BRASÍLIA, DF (FOLHAPRESS) – O Senado aprovou nesta quarta-feira (19) o projeto que define novas regras para o ensino médio em todo o país. O texto foi aprovado de forma simbólica (sem a contagem de votos), horas após a aprovação na Comissão de Educação. O projeto volta, agora, à Câmara dos Deputados.
O texto aprovado pelos senadores prevê que, das 3.000 horas de todo o ensino médio, 2.400 (80%) serão destinadas a uma grade comum para todos os alunos, que abrange aulas de disciplinas tradicionais como matemática e português.

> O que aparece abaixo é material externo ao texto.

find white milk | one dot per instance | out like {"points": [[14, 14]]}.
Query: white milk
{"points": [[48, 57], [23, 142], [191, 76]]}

Atualmente, devido à reforma aprovada em 2017 no governo Michel Temer (MDB), são separadas 1.800 horas para as disciplinas obrigatórias e 1.200 para o itinerário formativo escolhido pelo aluno.
Para quem optar pelo ensino profissionalizante, a carga comum cai para 2.200 horas, restando 800 horas para aulas específicas dos cursos técnicos. Na Câmara, os deputados tinham fixado em 2.400 horas a grade comum para a maioria e 2.100 para os alunos de ensino técnico.
O texto da Câmara, aprovado em março, foi fruto de amplo debate do relator, deputado Mendonça Filho (União Brasil-PE), e do ministro da Educação, Camilo Santana. Ambos se desentenderam e tiveram discussões ríspidas ao longo da negociação, mas, ao final, relator, deputados ligados à educação e governo chegaram a um entendimento.
No Senado, a relatora, professora Dorinha (União Brasil-TO), fez mudanças significativas em relação ao projeto que saiu da Câmara. Ela alterou pontos centrais, como a questão da carga horária, a retomada do espanhol como disciplina obrigatória e a restrição a professores contratados em cursos técnicos por notório saber, sem formação específica.
Agora, os deputados irão negociar se mantêm parte das alterações feitas pelos senadores ou se retomam totalmente o texto que haviam aprovado em março deste ano.
Uma das controvérsias diz respeito à obrigatoriedade do espanhol. O texto aprovado do Senado prevê que as duas línguas estrangeiras obrigatórias (espanhol e inglês) poderão ser substituídas em algumas situações. Isso pode ocorrer, por exemplo, em regiões que tenham fronteira com países ou regiões que falem outro idioma, como no caso do Amapá e a Guiana Francesa.
Cidades com grande influência de cultura de outros países devido ao fluxo migratório, como em colônias alemãs e italianas na região Sul, também poderão substituir as línguas estrangeiras obrigatórias.
O Senado também aprovou uma transição para que, a partir de 2029, todos os alunos tenham 2.400 horas de grade comum curricular, inclusive quem fizer curso técnico.
Com isso, quem optar pelo ensino profissionalizante terá uma carga horária geral maior no ensino médio, de 3.200, 3.400 e 3.600 horas para cursos de, respectivamente, 800, 1.000 e 1.200 horas.
O Senado também restringiu a possibilidade de contratação de professores de ensino técnico por terem notório saber em uma área.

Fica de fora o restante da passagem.